|| ||Paul Menage <menage-hpIqsD4AKlfQT0dZR+AlfA@public.gmane.org>|
|| ||balbir-xthvdsQ13ZrQT0dZR+AlfA@public.gmane.org, pj-sJ/iWh9BUns@public.gmane.org, Pavel Emelianov <xemul-GEFAQzZX7r8dnm+yROfE0A@public.gmane.org>,
KAMEZAWA Hiroyuki <kamezawa.hiroyu-+CUm20s59erQFUHtdCDX3A@public.gmane.org>,
|| ||[RFC][PATCH 0/7] CGroup API: More structured API for CGroups control
|| ||Fri, 15 Feb 2008 12:44:18 -0800|
|| ||containers-cunTk1MwBs9QetFLy7KEm3xJsTq8ys+cHZ5vskTnxNA@public.gmane.org, linux-kernel-u79uwXL29TY76Z2rM5mHXA@public.gmane.org|
This set of patches makes the Control Groups API more structured and
1) Allows control files to be associated with data types such as
"u64", "string", "map", etc. These types show up in a new cgroup.api
file in each cgroup directory, along with a user-readable
string. Files that use cgroup-provided data accessors have these file
types inferred automatically.
2) Moves various files in cpusets and the memory controller from using
custom-written file handlers to cgroup-defined handlers
3) Adds the "cgroup." prefix for existing cgroup-provided control
files (tasks, release_agent, releasable, notify_on_release). Given
than we've already had 2.6.24 go out without this prefix, I guess this
could be a little contentious - but it seems like a good move to
prevent name clashes in the future. (Note that this doesn't affect
mounting the legacy cpuset filesystem, since the compatibility layer
disables all prefixes when mounted with filesystem type "cpuset"). If
people object too strongly, we could just make this the case for *new*
cgroup API files, but I think this is a case where consistency would
be better than compatibility - I'd be surprised if anyone has written
major legacy apps yet that rely on 2.6.24 cgroup control file names.

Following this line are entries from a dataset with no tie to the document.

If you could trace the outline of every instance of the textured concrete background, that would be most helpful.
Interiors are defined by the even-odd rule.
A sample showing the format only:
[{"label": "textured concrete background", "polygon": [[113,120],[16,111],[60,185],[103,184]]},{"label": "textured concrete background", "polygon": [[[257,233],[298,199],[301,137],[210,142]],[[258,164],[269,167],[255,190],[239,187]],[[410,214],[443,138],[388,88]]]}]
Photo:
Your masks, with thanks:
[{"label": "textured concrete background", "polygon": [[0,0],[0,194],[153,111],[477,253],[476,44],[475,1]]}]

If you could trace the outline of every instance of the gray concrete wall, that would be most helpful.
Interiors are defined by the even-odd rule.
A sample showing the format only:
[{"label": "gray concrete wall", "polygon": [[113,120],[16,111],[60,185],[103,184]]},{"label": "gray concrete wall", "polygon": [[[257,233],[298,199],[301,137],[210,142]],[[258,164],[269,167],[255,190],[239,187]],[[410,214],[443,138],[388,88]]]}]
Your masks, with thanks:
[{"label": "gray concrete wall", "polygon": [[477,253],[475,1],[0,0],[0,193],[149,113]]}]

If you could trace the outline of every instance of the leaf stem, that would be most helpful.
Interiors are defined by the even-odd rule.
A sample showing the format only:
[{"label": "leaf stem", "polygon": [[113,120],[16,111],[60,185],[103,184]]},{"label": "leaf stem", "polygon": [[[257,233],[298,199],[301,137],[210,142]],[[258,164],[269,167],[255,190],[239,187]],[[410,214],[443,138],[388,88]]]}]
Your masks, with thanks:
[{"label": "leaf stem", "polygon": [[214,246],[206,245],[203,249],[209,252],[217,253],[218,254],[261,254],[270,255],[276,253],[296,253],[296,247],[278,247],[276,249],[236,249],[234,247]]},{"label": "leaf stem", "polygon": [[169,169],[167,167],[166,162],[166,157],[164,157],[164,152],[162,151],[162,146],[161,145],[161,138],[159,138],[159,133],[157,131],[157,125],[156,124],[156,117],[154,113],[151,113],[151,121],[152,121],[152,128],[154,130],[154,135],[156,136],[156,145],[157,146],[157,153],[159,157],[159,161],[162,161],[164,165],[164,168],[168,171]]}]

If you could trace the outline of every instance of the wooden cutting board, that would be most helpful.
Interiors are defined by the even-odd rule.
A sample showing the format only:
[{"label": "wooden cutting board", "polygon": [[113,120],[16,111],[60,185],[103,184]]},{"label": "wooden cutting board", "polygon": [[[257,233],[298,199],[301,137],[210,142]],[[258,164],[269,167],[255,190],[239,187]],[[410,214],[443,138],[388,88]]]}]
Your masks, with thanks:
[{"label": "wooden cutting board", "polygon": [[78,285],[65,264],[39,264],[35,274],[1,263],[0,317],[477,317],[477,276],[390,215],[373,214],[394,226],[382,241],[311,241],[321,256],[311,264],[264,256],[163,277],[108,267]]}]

There are various motivations for this:
1) We said at Kernel Summit '07 that the cgroup API wouldn't be
allowed to spiral into an arbitrary mess of ad-hoc APIs. Having simple
ways to represent common data types makes this easier. (E.g. one
standard way to report a map of string,u64 pairs to userspace.)
2) People were divided on the issue of binary APIs versus ASCII APIs
for control groups. Compatibility with the existing cpusets system,
and ease of experimentation, were two important reasons for going with
the current. ASCII API. But by having structured control files, we can
open the path towards having more efficient binary APIs for simpler
and more efficient programmatic access too, without any additional
modifications required from the subsystems themselves.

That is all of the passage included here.